Is there a way to overwrite the said file instead of appending it?
Example)
scrapy crawl myspider -o \"/path/to/json/my.json\" -t json
scrapy cra
To overcome this problem I created a subclass from scrapy.extensions.feedexport.FileFeedStorage
in myproject dir.
This is my customexport.py
:
"""Custom Feed Exports extension."""
import os
from scrapy.extensions.feedexport import FileFeedStorage
class CustomFileFeedStorage(FileFeedStorage):
"""
A File Feed Storage extension that overwrites existing files.

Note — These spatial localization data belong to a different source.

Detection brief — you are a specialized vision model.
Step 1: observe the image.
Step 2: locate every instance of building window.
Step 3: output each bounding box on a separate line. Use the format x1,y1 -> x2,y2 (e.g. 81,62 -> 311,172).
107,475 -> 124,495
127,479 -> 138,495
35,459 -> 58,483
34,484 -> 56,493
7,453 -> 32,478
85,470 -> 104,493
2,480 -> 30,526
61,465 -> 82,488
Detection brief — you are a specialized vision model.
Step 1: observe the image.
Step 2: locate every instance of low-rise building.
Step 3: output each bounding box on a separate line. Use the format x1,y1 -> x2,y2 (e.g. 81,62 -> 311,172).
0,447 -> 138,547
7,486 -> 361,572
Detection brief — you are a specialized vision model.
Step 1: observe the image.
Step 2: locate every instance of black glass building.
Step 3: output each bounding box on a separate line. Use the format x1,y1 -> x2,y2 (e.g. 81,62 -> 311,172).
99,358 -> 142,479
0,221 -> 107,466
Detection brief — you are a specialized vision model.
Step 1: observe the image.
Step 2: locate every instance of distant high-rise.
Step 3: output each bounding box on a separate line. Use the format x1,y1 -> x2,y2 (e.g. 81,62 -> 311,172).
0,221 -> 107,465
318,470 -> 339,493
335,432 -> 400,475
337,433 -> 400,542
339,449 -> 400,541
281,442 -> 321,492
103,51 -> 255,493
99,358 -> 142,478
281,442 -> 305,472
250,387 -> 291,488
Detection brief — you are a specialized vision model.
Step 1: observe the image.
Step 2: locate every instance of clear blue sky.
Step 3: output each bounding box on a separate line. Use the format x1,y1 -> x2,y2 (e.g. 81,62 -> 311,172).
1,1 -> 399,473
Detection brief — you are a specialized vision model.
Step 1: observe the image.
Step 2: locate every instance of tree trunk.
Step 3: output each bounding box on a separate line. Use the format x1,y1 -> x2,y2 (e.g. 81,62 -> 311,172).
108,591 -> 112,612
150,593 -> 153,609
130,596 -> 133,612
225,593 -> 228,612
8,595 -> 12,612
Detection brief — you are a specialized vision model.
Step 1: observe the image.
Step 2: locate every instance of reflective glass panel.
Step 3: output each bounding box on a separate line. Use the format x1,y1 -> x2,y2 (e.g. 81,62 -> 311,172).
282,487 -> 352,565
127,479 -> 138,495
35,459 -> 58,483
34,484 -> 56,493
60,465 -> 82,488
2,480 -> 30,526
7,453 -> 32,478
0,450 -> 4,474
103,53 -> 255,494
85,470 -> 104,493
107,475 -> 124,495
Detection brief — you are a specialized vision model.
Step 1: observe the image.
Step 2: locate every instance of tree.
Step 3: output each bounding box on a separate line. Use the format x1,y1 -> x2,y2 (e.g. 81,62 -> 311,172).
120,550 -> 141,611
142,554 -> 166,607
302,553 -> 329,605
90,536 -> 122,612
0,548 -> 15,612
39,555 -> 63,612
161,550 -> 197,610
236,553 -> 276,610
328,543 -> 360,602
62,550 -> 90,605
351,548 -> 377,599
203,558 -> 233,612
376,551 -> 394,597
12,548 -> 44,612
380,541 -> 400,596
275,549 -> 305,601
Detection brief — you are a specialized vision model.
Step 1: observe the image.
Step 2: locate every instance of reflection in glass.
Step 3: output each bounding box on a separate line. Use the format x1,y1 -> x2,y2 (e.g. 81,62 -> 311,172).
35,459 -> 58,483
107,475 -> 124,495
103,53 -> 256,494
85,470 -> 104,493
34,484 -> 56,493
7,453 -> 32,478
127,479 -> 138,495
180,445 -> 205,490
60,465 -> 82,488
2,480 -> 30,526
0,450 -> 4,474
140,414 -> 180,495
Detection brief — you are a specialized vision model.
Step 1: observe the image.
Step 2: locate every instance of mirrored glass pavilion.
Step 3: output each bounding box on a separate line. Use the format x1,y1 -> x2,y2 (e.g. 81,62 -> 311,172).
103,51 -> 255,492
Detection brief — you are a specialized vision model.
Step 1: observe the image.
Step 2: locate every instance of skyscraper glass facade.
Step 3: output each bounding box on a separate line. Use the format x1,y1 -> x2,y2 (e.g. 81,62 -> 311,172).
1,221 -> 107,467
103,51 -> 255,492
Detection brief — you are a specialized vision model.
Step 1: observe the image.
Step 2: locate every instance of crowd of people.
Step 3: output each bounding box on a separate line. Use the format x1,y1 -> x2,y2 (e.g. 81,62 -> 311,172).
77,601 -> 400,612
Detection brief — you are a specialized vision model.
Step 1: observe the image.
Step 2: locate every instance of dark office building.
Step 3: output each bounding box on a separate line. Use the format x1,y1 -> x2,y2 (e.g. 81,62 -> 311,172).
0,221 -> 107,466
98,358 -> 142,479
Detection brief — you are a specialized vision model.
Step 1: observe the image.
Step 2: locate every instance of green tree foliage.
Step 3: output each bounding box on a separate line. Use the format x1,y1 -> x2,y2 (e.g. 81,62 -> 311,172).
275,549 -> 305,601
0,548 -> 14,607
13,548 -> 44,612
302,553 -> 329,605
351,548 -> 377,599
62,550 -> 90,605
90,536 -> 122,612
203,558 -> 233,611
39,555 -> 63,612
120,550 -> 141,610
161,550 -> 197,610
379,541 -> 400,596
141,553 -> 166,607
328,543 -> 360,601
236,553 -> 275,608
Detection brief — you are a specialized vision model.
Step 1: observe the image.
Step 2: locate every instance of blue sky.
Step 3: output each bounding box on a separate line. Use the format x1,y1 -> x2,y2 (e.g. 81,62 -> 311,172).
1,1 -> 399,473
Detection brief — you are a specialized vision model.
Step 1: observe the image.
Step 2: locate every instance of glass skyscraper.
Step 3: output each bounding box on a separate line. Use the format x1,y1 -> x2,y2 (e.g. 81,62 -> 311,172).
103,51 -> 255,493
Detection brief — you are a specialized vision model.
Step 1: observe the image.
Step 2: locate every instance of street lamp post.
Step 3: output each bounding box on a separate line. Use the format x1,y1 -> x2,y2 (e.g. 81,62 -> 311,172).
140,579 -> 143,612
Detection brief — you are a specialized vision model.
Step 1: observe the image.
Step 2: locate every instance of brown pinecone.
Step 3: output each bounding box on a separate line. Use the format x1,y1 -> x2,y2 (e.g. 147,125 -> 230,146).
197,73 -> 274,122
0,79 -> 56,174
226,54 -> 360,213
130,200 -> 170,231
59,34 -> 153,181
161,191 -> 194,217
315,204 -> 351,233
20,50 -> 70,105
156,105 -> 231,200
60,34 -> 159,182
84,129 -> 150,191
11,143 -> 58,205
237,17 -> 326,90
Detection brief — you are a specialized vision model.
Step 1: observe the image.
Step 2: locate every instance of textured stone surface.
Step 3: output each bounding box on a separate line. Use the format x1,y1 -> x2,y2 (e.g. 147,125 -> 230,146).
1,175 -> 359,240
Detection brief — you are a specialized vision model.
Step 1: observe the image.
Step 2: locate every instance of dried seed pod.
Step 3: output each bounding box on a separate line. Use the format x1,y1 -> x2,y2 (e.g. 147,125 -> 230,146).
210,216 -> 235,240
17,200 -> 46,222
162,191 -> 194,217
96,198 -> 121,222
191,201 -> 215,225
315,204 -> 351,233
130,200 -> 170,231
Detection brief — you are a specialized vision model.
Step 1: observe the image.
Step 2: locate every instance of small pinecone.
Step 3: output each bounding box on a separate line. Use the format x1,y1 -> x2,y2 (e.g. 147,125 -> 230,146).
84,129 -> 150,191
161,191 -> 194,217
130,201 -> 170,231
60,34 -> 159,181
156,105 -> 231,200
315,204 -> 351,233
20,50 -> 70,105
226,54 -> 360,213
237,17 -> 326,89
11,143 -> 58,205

See: https://github.com/scrapy/scrapy/blob/master/scrapy/extensions/feedexport.py#L79
"""
def open(self, spider):
"""Return the opened file."""
dirname = os.path.dirname(self.path)
if dirname and not os.path.exists(dirname):
os.makedirs(dirname)
# changed from 'ab' to 'wb' to truncate file when it exists
return open(self.path, 'wb')
Then I added the following to my settings.py
(see: https://doc.scrapy.org/en/1.2/topics/feed-exports.html#feed-storages-base):
FEED_STORAGES_BASE = {
'': 'myproject.customexport.CustomFileFeedStorage',
'file': 'myproject.customexport.CustomFileFeedStorage',
}
Now every time I write to a file it gets overwritten because of this.